Favoritenwechsel in der deutschen Großchemie: Erstmals seit 2002 hat Bayer wieder einen höheren Börsenwert als die BASF. Im Falle einer globalen Konjunkturkrise gilt das Gesundheits- und Pharmageschäft der Leverkusener als weniger gefährdet als die Chemieaktivitäten der BASF. Vor allem die Pharmastrategie konnte die Anleger überzeugen.

FRANKFURT. Die bessere Bewertung gilt als Indiz für das wachsende Vertrauen des Kapitalmarkts in die Pharmastrategie des Konzerns. Dagegen erscheint Anlegern das Chemiegeschäft von BASF eher von einer Rezession bedroht.

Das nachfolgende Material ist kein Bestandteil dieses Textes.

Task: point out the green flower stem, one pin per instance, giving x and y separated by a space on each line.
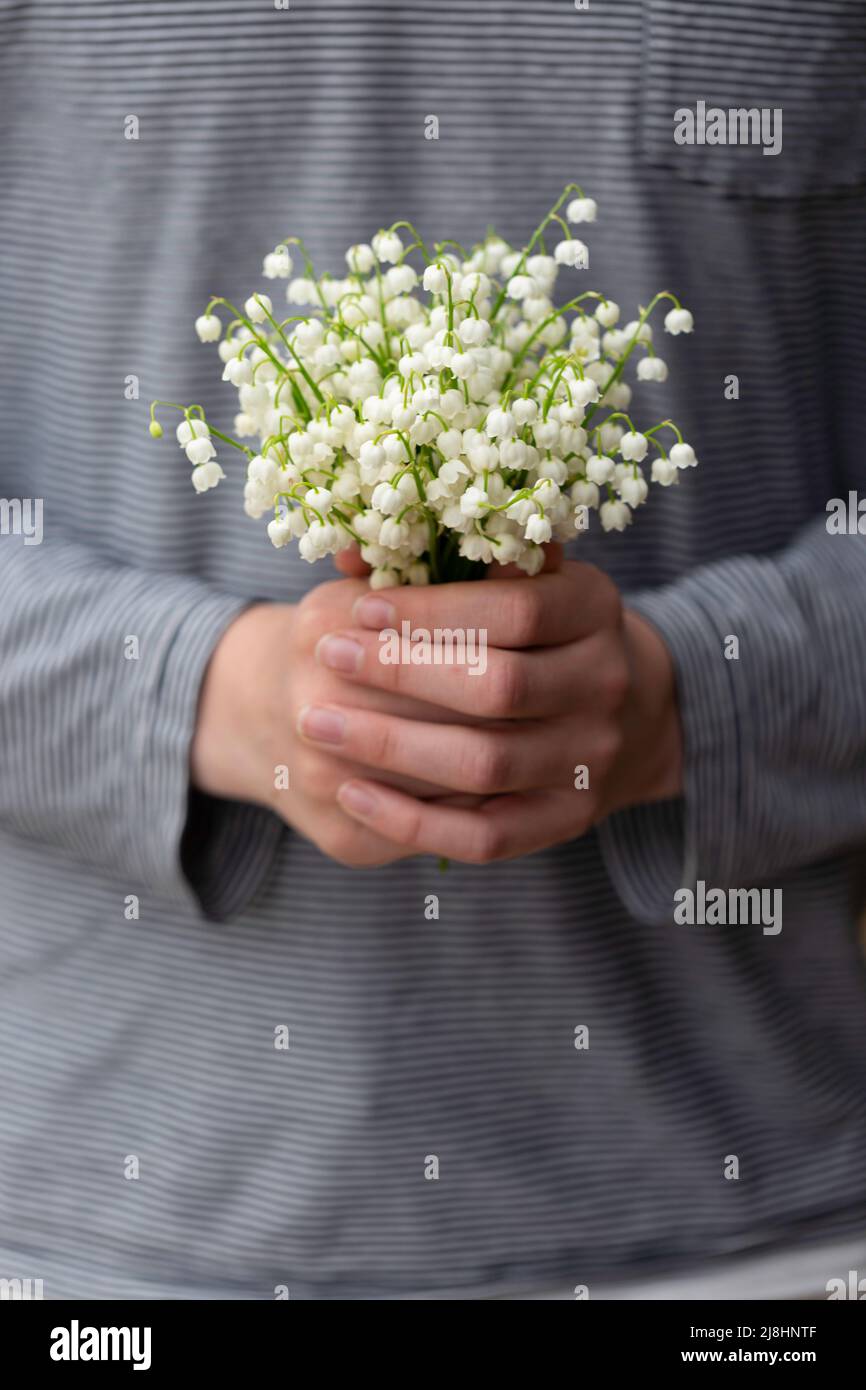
620 366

Unter dem Einfluss der Lipobay-Krise war die Bayer-Aktie kurz nach dem Amtsantritt von Vorstandschef Werner Wenning auf anhaltende Talfahrt gegangen. Zwischenzeitlich lag der Konzern beim Börsenwert um mehr als zehn Mrd. Euro hinter dem Konkurrenten.

Für langfristig orientierte Investoren liefert die BASF nach wie vor die besseren Resultate. Denn unter diesem Blickwinkel sind weitere Faktoren zu berücksichtigen: Einerseits muss man Bayer zwar den Börsenwert des Chemiekonzerns Lanxess zurechnen, den der Konzern vor drei Jahren per Spin-off an die eigenen Aktionäre ausgliederte. Andererseits zahlte die BASF höhere Dividenden und kaufte im großen Stile eigene Aktien zurück. Bayer konnte sich dagegen keine Rückkäufe leisten und benötigte stattdessen eine Kapitalerhöhung von mehr als einer Mrd. Euro, um die Schering-Übernahme zu finanzieren.

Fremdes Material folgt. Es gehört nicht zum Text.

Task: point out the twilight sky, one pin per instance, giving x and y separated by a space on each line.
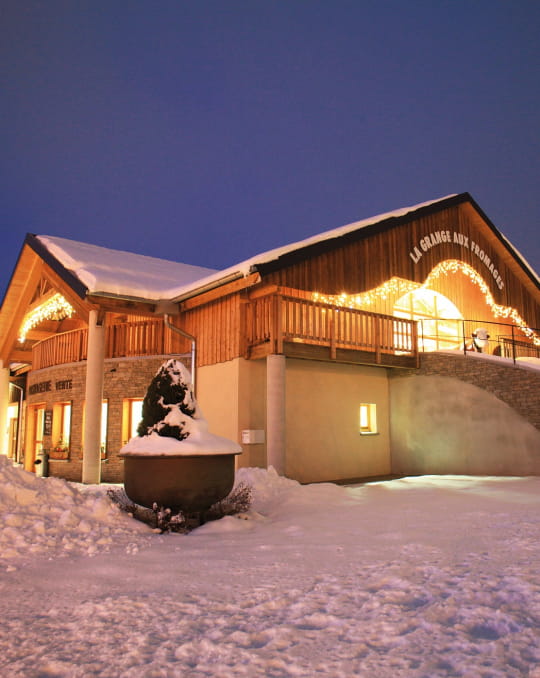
206 131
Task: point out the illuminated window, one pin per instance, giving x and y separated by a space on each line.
132 415
38 426
439 328
103 440
368 418
61 431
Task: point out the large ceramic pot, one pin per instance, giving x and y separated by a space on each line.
179 482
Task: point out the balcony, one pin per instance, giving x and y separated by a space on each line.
122 340
287 321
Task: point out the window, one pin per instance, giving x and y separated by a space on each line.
61 431
103 439
39 425
368 418
132 415
439 327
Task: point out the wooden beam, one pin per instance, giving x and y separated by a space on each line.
18 356
220 292
122 306
38 335
19 295
82 306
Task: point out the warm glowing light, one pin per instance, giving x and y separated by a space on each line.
55 308
399 286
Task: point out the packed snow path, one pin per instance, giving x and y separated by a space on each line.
415 577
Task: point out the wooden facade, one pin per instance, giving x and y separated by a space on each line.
331 300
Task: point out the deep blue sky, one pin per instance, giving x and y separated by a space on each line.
207 131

Fasst man Wertzuwachs, Dividenden und Rückkäufe zusammen, hat BASF seit April 2002 knapp 28 Mrd. Euro an "Wert" für die Aktionäre generiert, Bayer lediglich 20 Mrd. Euro. Für die gesamten acht Jahre seit Beginn des Jahrzehnts fällt ein solcher Vergleich mit 26 Mrd. Euro zu knapp 15 Mrd. Euro sogar noch ungünstiger für Bayer aus.

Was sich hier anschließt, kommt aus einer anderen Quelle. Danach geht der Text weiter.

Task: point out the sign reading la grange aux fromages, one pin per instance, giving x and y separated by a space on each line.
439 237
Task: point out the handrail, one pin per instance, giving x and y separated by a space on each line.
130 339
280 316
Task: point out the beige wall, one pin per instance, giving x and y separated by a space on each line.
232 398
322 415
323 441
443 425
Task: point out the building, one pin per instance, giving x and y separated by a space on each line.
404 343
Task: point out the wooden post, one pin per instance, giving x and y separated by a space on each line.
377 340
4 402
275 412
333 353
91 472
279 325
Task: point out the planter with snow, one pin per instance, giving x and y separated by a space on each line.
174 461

Strategisch gingen die beiden Nachfolgefirmen des IG-Farben-Konzerns in den vergangenen Jahren eher getrennte Wege. Direkte Konkurrenten sind sie nur noch in der Agrochemie und im Kunststoffgeschäft. Diese Sparten repräsentieren bei Bayer rund die Hälfte des Umsatzes, bei BASF noch knapp ein Drittel. Bei dem Ludwigshafener Konzern spielen stattdessen Öl und Gas sowie ein breites Sortiment an chemischen Grund-, Zwischen- und Spezialprodukten die entscheidende Rolle. Bei Bayer dominiert seit der Schering-Übernahme das Pharma- und Gesundheitsgeschäft.